Die Boeing 747 röhrt. Auch wenn es ein Nachtflug ist, will ich nicht in den Schlaf finden. Abschied nehmen ist immer schwer, und manchmal eben schwerer. Dabei ist es nicht einmal der Abschied von einem lieben Menschen. Nein, es ist eher ein Gefühl, das verloren geht. Ein Gefühl von Sorglosigkeit, Unbeschwertheit und Spaß am Leben. Urlauben in Französisch-Polynesien ist wie in Watte gehüllt werden – fern von der Kälte und Härte, die einen ansons­ten tagtäglich umgibt.

Sorgenfreier als Bora Bora ist wohl kaum ein Ort auf dieser Erde. Zumindest für Urlauber, die allesamt in luxuriösen Hotels wohnen, beim Einschlafen das Meer rauschen hören und beim Aufwachen die Fische beim Umhertollen beobachten können, ist Bora Bora das Postkarten-Paradies. Der Tag gliedert sich nach den Mahlzeiten, Stunden und Minuten werden irrelevant. Ach das meinen die Esoteriker, wenn sie von Entschleunigung sprechen!

Angsteinflössende Begegnungen auf Bora Bora

Dabei hatte ich auf Bora Bora reichlich Herzklopfen. Eigenes Verschulden. Immerhin sollte oder besser gesagt wollte ich zwischen Haien und Rochen einen Schnorchelausflug verbringen. Während des Bu­chens klang es auch noch interessant, während des Erzählens kamen mir dann langsam Zweifel, und als ich mich auf das Boot begeben sollte, hatte ich ganz schön Angst. Zwar war mir bewusst, dass es sich da nicht um den großen Weißen Hai handelt, aber hat nicht ein Zitronenhai ähnlich viele scharfe Zähne? Jason ist Amerikaner und wartet mit mir an der Bootsanlegestelle. Er ist geübter Taucher und geht nur auf diese Tour, weil seine Freundin sie gebucht hatte, die nun aber krank im Bett liegt. Meine Vermutung ist ja, dass sie ebenfalls unter Panikattacken leidet, aber vor ihrem Sportsfreund nicht das Weichei mimen will. Ich habe damit kein Problem, und ich bin mir auch nicht sicher, ob ich Jason nicht mit meinen Bedenken nerve.

»Das ist eine typische Touristenveranstaltung. Ich weiß nicht mal, ob man das fördern sollte, aber ich glaube, gebissen wurde da noch niemand«,

beruhigt er mich. Aha. Sollte meine Angst wirklich unbegründet sein? Mit zitternden Knien betrete ich das Boot. Ich fühle mich wie ein Nichtschwimmer im offenen Meer. Neben mir sitzt ein taiwanesisches Pärchen. Sie hat noch mehr Angst als ich.
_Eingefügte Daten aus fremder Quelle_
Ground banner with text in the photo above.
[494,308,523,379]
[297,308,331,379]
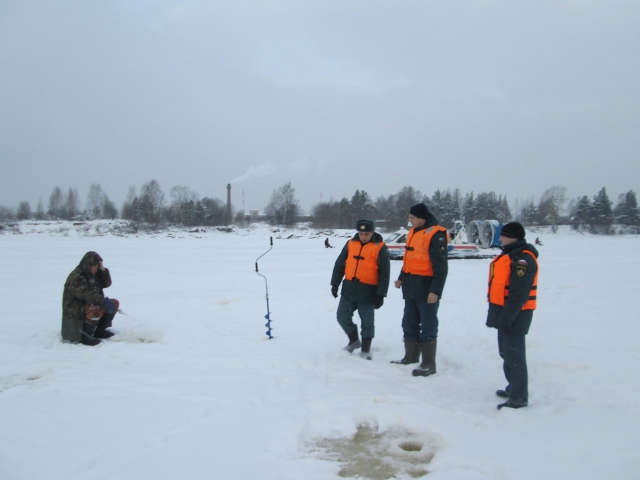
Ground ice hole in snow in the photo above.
[312,423,436,480]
Warum nur, wenn wir nichts zu befürchten haben? Dann aber geht alles ganz schnell. Wir werden sozusagen aus dem Boot geschubst. Einzige Anweisung: Bleibt hinter dem Seil. Seil? Also bei einem Seil, welches durchs Wasser führt, sehe ich die Gefahr, dass ein Hai darunter her schwimmt – Netz wäre mir lieber, oder Käfig oder … und da war ich bereits umzingelt von Rochen.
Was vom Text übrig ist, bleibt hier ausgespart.